Fr. Ubong Attai SJ., at the AJAN Resource Centre
For the benefit of our network and audience, please allow me to ask you, who is Fr. Ubong?
I am Jesuit from Nigeria, presently on Tertianship in Nairobi. This is my 25th year as a Jesuit, and it has been a wonderful 25 years. Of course there have some challenges at various stages of my formation but I believe grace abounded even more in those experiences. Prior to beginning Tertianship I had been working at St Francis Catholic Church, a Jesuit- parish, in Lagos for 7 years.
Just what created the interest in you to visit AJAN?
24 years ago, as a Jesuit novice, I had the opportunity to work with HIV/AIDS, Leprosy and TB patients during my hospital apostolic experiment. That experience had a great impact on me. I learned a lot about HIV/AIDS then, but of course after 24 years, the information we had then about HIVAIDS has changed considerably.
What are your expectations from AJAN on this visit?
My expectations? I am here first to learn. AJAN will provide me with information, and various literature, data, and statistics on HIV/AIDS, but those documents will only make sense to me within the context of real lived experience of the children at Lea Toto— a service center for children living with HIV/AIDS as a result of mother-to-child transmission. I hope to be challenged through these experiences.

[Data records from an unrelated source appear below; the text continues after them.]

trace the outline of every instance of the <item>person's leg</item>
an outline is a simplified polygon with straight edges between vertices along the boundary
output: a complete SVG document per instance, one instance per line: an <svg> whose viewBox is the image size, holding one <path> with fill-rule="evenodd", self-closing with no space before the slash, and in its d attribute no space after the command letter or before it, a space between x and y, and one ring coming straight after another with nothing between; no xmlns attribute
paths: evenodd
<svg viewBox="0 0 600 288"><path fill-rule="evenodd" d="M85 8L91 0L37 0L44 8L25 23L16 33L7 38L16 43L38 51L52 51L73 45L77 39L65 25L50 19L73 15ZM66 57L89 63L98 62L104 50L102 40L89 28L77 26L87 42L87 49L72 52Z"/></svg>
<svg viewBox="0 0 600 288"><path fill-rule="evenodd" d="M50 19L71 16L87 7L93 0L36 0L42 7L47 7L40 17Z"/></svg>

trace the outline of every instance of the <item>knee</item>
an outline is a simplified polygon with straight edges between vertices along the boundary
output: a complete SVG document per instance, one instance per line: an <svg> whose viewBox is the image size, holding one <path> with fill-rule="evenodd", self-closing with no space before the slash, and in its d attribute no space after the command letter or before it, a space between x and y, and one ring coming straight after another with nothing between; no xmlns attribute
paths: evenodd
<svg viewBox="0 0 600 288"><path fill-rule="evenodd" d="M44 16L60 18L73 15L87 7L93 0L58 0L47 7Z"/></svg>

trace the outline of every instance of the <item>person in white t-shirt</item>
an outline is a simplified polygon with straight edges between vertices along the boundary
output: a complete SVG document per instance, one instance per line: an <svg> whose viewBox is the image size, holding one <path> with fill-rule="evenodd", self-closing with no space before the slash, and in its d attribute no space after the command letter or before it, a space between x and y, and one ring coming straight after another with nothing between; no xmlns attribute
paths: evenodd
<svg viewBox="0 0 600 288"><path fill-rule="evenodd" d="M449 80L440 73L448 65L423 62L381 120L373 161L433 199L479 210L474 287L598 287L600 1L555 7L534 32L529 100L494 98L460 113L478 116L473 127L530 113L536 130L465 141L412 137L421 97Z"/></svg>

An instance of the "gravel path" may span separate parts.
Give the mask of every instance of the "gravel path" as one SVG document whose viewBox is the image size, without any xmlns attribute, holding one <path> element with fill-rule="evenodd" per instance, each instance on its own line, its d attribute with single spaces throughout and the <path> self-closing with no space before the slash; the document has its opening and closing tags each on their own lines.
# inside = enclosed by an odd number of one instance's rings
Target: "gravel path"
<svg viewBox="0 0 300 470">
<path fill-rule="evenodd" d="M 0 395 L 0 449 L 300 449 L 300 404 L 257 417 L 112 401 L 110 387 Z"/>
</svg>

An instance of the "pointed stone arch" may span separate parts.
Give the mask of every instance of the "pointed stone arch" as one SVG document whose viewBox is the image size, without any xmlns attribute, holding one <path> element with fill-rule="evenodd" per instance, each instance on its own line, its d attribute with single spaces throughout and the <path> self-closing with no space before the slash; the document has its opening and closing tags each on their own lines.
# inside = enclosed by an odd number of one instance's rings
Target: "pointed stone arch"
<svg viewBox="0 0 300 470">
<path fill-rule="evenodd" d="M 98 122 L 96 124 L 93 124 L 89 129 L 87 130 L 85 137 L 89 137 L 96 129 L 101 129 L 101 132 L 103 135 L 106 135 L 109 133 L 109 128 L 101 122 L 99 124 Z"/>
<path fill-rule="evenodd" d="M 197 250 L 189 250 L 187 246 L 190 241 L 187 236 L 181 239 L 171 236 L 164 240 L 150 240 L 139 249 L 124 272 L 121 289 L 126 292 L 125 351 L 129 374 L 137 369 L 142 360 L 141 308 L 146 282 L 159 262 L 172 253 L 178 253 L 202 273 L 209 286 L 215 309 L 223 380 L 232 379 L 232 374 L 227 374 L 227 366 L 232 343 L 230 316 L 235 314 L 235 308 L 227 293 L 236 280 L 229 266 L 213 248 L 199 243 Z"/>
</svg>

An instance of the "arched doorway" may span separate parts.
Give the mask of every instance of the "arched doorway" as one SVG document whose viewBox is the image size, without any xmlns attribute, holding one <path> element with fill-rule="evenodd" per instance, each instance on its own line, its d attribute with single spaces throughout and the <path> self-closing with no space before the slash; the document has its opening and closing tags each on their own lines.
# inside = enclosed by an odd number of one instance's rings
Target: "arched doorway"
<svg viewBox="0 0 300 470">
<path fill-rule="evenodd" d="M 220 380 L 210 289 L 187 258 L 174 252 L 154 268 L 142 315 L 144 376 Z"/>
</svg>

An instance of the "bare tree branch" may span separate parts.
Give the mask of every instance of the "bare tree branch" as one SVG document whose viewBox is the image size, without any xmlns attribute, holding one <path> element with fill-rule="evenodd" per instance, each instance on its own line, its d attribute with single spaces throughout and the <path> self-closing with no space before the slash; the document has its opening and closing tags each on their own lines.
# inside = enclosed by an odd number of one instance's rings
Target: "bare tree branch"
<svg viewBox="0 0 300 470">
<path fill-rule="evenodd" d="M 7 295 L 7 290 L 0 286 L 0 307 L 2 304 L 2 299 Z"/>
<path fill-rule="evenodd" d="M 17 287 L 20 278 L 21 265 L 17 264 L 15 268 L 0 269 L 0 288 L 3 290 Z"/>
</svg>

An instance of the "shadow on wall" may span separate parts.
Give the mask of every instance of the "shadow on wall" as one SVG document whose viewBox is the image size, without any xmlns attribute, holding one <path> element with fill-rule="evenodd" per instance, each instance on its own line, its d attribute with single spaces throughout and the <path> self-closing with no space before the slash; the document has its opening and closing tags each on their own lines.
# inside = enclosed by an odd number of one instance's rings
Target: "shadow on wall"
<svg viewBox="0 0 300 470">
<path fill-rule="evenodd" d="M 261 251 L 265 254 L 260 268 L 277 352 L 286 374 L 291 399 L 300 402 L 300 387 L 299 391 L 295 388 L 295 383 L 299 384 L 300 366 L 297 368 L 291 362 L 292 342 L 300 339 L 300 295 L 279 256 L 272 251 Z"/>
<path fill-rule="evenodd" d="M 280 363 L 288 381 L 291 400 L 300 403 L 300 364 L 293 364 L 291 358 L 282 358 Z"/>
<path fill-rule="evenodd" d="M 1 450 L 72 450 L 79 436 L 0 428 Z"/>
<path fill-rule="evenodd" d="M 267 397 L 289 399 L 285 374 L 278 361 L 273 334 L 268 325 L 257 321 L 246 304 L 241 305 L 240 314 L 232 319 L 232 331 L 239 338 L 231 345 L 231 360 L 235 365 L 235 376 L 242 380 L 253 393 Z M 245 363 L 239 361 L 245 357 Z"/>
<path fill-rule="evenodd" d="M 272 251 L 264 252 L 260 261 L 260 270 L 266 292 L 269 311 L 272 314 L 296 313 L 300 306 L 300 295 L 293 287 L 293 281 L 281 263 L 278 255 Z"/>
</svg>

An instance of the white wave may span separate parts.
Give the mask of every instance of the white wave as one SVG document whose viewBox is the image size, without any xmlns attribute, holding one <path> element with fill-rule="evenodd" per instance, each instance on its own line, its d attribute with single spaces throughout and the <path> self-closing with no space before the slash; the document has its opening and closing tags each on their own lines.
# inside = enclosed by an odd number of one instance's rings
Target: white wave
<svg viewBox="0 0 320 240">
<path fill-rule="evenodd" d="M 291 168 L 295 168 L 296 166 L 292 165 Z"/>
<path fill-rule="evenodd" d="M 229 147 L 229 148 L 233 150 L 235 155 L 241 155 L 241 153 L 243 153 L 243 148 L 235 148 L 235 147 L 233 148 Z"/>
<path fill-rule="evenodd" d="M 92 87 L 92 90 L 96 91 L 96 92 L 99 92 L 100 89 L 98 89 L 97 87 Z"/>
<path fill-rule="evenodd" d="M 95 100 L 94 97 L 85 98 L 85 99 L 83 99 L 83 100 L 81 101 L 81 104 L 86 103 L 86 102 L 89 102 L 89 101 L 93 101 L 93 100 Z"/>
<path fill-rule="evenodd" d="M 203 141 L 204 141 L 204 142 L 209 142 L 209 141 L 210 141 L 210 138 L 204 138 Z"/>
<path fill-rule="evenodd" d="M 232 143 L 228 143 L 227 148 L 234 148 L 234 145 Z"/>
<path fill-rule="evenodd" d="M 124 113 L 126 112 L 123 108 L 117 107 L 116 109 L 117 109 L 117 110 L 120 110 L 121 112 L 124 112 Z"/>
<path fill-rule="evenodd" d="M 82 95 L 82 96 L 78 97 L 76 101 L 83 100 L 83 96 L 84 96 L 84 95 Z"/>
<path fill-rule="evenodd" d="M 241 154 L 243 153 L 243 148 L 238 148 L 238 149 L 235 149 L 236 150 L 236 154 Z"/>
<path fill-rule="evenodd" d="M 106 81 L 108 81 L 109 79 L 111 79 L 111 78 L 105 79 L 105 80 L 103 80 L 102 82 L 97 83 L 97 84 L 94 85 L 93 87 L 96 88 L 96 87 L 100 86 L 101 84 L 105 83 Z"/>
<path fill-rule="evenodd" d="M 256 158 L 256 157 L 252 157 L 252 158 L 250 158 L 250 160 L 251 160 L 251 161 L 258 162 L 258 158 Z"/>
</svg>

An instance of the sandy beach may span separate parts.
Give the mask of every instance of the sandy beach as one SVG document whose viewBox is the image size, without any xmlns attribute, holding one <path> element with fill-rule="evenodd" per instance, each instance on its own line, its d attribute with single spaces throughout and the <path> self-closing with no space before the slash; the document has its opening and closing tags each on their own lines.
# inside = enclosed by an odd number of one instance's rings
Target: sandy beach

Above: Fr. Ubong with his host, AJAN Director Fr. Elphege.
Your coming to AJAN could be an indicator of your possible interest in the area of HIV/AIDS, could you explain this a bit?
Possible interest? Well, I am hoping to learn more about HIV and AIDs, but more importantly, to know the people, and learn about myself in his experience.
Do you have experience in dealing with HIV and AIDS issues? Please share on this.
In my response to your second question, I mentioned I had worked with some people who were living with the virus over two decades ago, but things have changed a lot now. At that time, there were no antiretroviral drugs, the stigma was greater, and there was very limited information about the virus and the people living with the virus. Now it is a lot easier for the people infected to continue living normal lives and to even get married and to have children that are not infected with the virus.
Moreover, the parish I worked in before coming here has a hospital which, thanks to donations from USAID/Catholic Caritas, is now well equipped as a HIV and AIDS free counseling, testing, and treatment center. So, Yes! I do have a bit of familiarity in dealing with HIV and AIDS matters.
What, generally is the situation of HIV and AIDS in Nigeria from your understanding as a priest?
What I have come to learn is that many people living with HIV in Nigeria are unaware of their status. The government is not proactive in this regard. We are yet to have the recommended number of HIV testing and counselling sites within each locality. Catholic Caritas foundation, working with USAID, and UNAIDS have done a tremendous amount of work to put this in place, but this is a country of 180 million people. Accessing antiretroviral treatment continues to be a challenge for many people living with HIV, and stigmatization remains a major contributing factor to this.
Below: Fr. Ubong engages in a conversation with; Anne Kwamboka(Center), Accounts Officer and Glorious an intern from Rwanda’s Urumuri Center.